Actually, it was Aristotle, who counseled, "Everything in moderation."
So, ladder ball has deep philosophical resonance for you, Jarrod?
"Absolutely," he said. "This is how I meditate, actually."
An Aristotle-quoting correctional officer from 13th and Wolf finding his inner zen flinging balls underhand on a Jersey beach as the sun headed for the horizon? This game may have more going for it than purists clinging to their quoits give it credit for.
Indeed, our heroes on the Fredericksburg beach, celebrating the 28th birthday of Jenna's brother, Lenard (pronounced le-NARD) Reneiri, with a stay at the Reneiri beach house, played their series of games to killer finishes every time. The teams of two stand across from one another, behind a ladder, taking turns with three tosses.

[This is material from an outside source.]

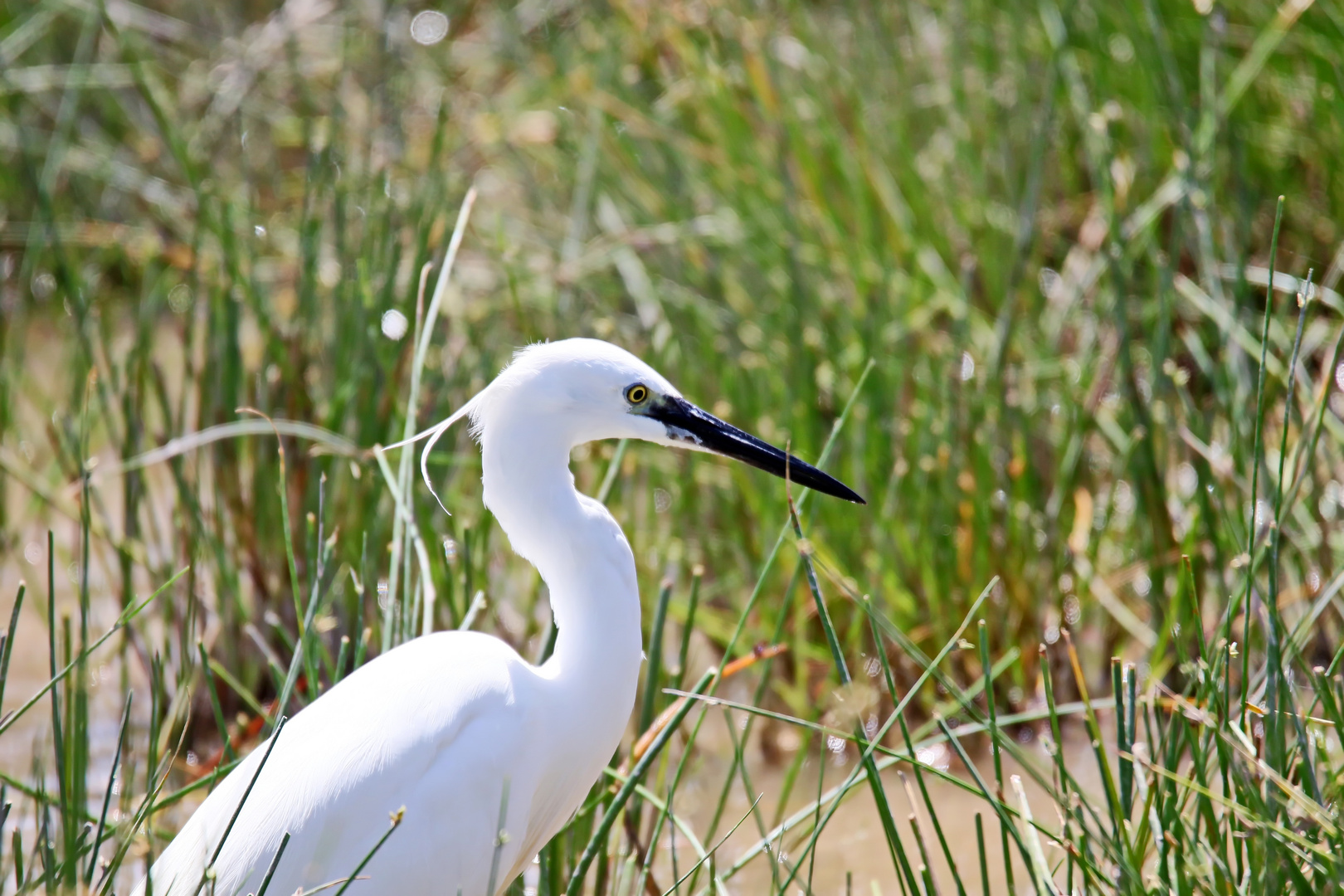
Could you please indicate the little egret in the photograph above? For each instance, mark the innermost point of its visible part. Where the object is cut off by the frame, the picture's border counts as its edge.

You can't go over 21, so you have to finesse the finish. In one memorable finish, John "Donx" Gallo had a chance to get the win, but he hit the middle and went over. In another, Holzman, having to fling his last set of balls after his team had already hit 21, sent them soaring into beach airspace, to make sure he would not go over.
One game, they went into overtime, which means they had to play a mini game to 11 points. Another time, one team hit 21 only to see that ball knocked off by the other team's next toss.
The heartbreak play is when the string wraps itself around the rung you need, then drops to another one or, horribly, to the sand. "Are you kidding me?" Matt Henneke said as that happened yet again. "Every time."
If you knock your opponent's balls off the rung, their points don't count - and, also, you get to make jokes about knocking your opponent's . . . well, you get it.
It all seems very Jersey, what with our compulsion to overbuild at the Shore. No longer is it enough to bring a couple of paddles and a ball, or stakes and quoits, or, moving up the complication factor, a set of bocce balls, a homemade bean-bag-toss game in Eagles black-and-green, or the Eagles washer- in-the-coffee-can game, let alone a Frisbee or a football. Now, people have to construct a three-level game, which sells for $29.99 to $49.99 and which, by the way, is out of stock at Amazon.com.
"For me, being competitive with my friends is the best time you can have on the beach," said Broyles, and it seemed like he meant it.